Jeff geht in Michigan mittlerweile nebenbei einer geregelten Arbeit als Elektriker nach, während Dave eine Eishockey Arena in Pennsylvania betreibt.

Doch kommen wir zurück zum Film. Der Streifen wurde in erster Linie in Johnstown gedreht, doch auch Utica im Westen des Bundesstaates New York, Hamilton und Syracuse waren Stationen. An einem Tag benötigte Regisseur Hill zahlreiche Statisten für die Aufnahmen während eines Spieles. Eine Ausschreibung in Syracuse honoriert mit US$ 2,30 pro Stunde sorgte für ein wahres Chaos. Jeder wollte dabei sein, aber weniger beim Film oder wegen des Geldes, sondern um Paul Newman zu sehen. Der hatte bei den gesamten Dreharbeiten keinerlei Starallüren gezeigt. "Er war sehr unkompliziert und freundlich und überhaupt nicht abgehoben. Er adoptierte uns mehr oder weniger, indem er uns seine 'Kids' nannte", schwärmt Dave.

Auch Hill gab trotz seiner umfangreichen Filmerfahrungen den Eishockeyspieler bei der Gestaltung der Spielszenen weitgehend freie Hand in ihrem Tun. Dies machte das Movie so realistisch und deswegen auch beliebt bei heute aktiven NHL-Stars. "Brett Hull, Chris Chelios, Wayne Gretzky und Mark Messier - sie alle haben bei unseren zahlreichen Touren durch das Land ihre Aufwärmübungen unterbrochen, um die Möglichkeit zu haben, sich mit uns fotografieren zu lassen", erzählt Steve. Eine Überraschung der besonderen Art erlebten die drei in Phoenix. "Wir machten eine Radio Show in Phoenix", erinnert sich Jeff, "als ein anonymer Zuhörer aus einer Telefonzelle anrief und begann die Reihen der Chiefs im Film aufzusagen. Er offenbarte seinen Namen auch nicht, als der Moderator anfing alle möglichen Fragen über 'Slap Shot' zu stellen und er alle problemlos beantwortete. Wir alle fragten uns, wer das sei und als wir nicht mehr auf Sendung waren, outete er sich als Keith Tkachuk. Wir sollten seinem Trainer nicht verraten, warum er nun zu spät zum Training kommen werde".

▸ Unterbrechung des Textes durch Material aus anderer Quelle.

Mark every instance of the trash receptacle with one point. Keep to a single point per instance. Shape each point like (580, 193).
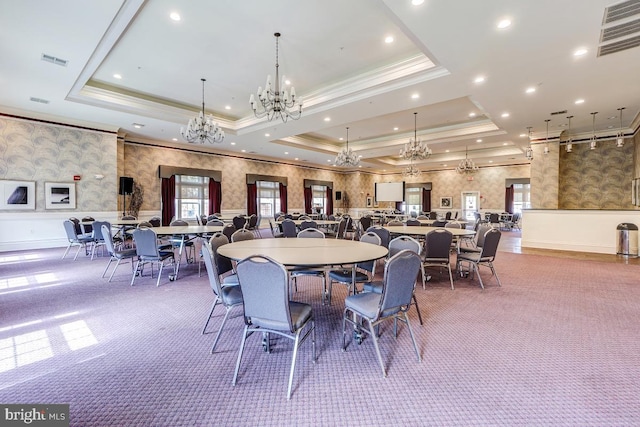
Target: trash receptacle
(627, 235)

Durch den Film bekamen die Hansons in ganz Nordamerika Kultstatus, der sich auch nach Europa ausbreitete. Vor ein paar Jahren noch sponserte Anheuser Busch eine Tour der Hanson Brothers quer durch den Kontinent mit über 100 besuchten Städten. Alle waren überrascht von den Ausmaßen des Faninteresses, aber die am häufigsten gestellte Frage war die nach 'Slap Shot 2'. Als Bestandteil des 25. Geburtstages kam der Film im März dieses Jahres in den USA nur auf Video und DVD heraus. Hauptdarsteller sind neben den Hansons, Stephen Baldwin und Gary Busey.
Wann und ob es eine deutsche Version geben wird, ist noch nicht bekannt und hängt vom Erfolg in den USA und Kanada ab. Die Kritiken zu Teil 2 waren nicht die Besten.

Aber auch vor 25 Jahren gab es zunächst über das Movie nur wenig gutes zu lesen. So nannte die Zeitschrift 'Sports Illustrated' den Film damals "nichts, als einen billigen Streifen". Sie hatten nicht registriert, dass jener Moment als Newman zu den Hansons sagt "zeigt mir, was ihr drauf habt" die Geburt eines neues Kultes sein würde. Jetzt ein Vierteljahrhundert später wird der Name Hanson Brothers unweigerlich mit Eishockey verbunden und die Chiefs Trikots, natürlich mit den Nummern der Hansons - 16, 17 und 18 - sind in fast jedem Stadion vertreten. 'Sports Illustrated' hat schließlich vor kurzem 'Slap Shot' zu einem der zehn besten Sportfilme aller Zeiten benannt. Eine späte, aber angesichts des unbestrittenen Erfolges logische Einsicht. (sth)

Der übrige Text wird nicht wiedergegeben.